Big slabs of glass on the front, chunky camera systems on the back. Smartphones have generally revolved around the same basic design since their inception.
The closest approximation to a next-generation phone design is the foldable phone: a device that behaves like a normal smartphone and fits in your pocket, but opens like a book to reveal a bigger display when you need it.
It’s an obvious advance in form and and function. Unfortunately, foldable phones are simply not attainable for most people.
Some of the wealthiest tech companies in the world, including Samsung, Microsoft, and now Google (as of last week, with its first-generation Pixel Fold) are in this space. But despite vast technical improvements over the last four years—Samsung, for instance, has gotten much better at making foldable phones after its rocky start—they’re still a status symbol at best.
It’s not their designs, or their performance. The one major aspect holding back foldable phones is their price.
It’s not about margins
The first major foldable smartphone on the scene, Galaxy Fold was priced around $2,000 back in 2019, and unfortunately, not much has changed.
Samsung’s latest foldable, the Galaxy Z Fold 4, costs $1,800. Google’s Pixel Fold unveiled last week? Also $1,800. To be clear, $1,800 is rent or mortgage for a lot of people.
Sure, foldable phones are based on novel technology and are expensive to make. An independent analysis from Nikkei shows Samsung’s new Galaxy Z Fold 4 contains about $670 in components, which equates to around 38% of the phone’s sales price. But that leaves 62% of potential gross profit margin (although we don’t know Samsung’s costs to assemble the devices). As a comparison, Apple’s top-tier iPhone, the 14 Pro Max, costs up to $474 to make, according to Counterpoint Research – which translates to a 58% of potential gross margin for Apple. In other words, Samsung may be making more money from its foldable phones (at least, on a gross-margin basis, which doesn’t include marketing costs) than Apple is making from smartphones based on the standard design. These gadgets could be priced lower.
The lesson of the iPhone
There’s an argument to be made that you can make a nice little business with expensive gadgets by aiming them squarely at early adopters and hobbyists. But one thing we’ve learned in the smartphone’s roughly 16-year history is that new categories of tech products need lower pricing in order to go mainstream.
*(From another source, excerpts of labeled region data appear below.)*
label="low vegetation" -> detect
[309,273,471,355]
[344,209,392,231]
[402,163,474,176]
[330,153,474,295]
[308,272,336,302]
The very first iPhone cost $499 for 4 GB of storage and $599 for 8 GB — which was a ton of money for a cell phone back in 2007. Getting the sense its price was limiting the market for these phones, Apple tried a new strategy with its second-generation phone, the iPhone 3G, and renegotiated its carrier deal to have AT&T subsidize the upfront cost of the phone (AT&T would recoup most of the losses over the course of a two-year contract). This allowed consumers to buy the iPhone 3G with 8 GB of storage for just $199, and a 16 GB version for $299. As a result, Apple’s iPhone unit sales in the U.S. increased by more than 1,100% between 2008 and 2015, with the iPhone reigning supreme as the top selling smartphone in the U.S.
Carrier subsidies clearly made a huge difference because for many years, the iPhone struggled in Europe, where many carriers did not subsidize phones. This led to a jump in Android phone adoption in the region because, compared to a $680 iPhone, you could buy an Android phone for under $200.
Apple leaned on carrier subsidies for about a decade — the death of the $199 iPhone came in 2016, where Apple instead let you buy the phone outright or pay for it through a monthly plan. And it wasn’t until 2017 when Apple introduced its first $1,000 phone. So raising the price of the iPhone was a gradual effort — and the same should be done for foldables if their makers want them to succeed.
Room to grow
Lower prices for foldable phones could prove to be a huge benefit to a company like Google or Samsung, which for many years have tried to convert customers away from Apple’s walled-garden ecosystem. And Android phones clearly need some help: The rate of Android users switching to iPhone is at a five-year high. Given that Apple doesn’t currently offer a foldable phone though, these bending-screened devices could provide a reason for people to stay on Android, or even switch to Android.
For what it’s worth, people are buying foldables, even at these nosebleed-worthy prices. But sales are still a drop in the bucket compared to the total smartphone market.
Why companies aren’t pricing foldables lower is hard to know. Perhaps the components necessary to make foldable phones are still limited. If that’s the case, then lowering the price could be counterproductive, since there would not be enough supply to meet the demand.
Keeping foldable phones in the premium tier could also be important for any number of strategic corporate reasons. But when you consider the history of smartphones, and how they succeeded when they became more affordable, it’s clear that if Google, Samsung, or others want their foldables to win, or at least become widely-used, there’s one simple solution: Lower the price.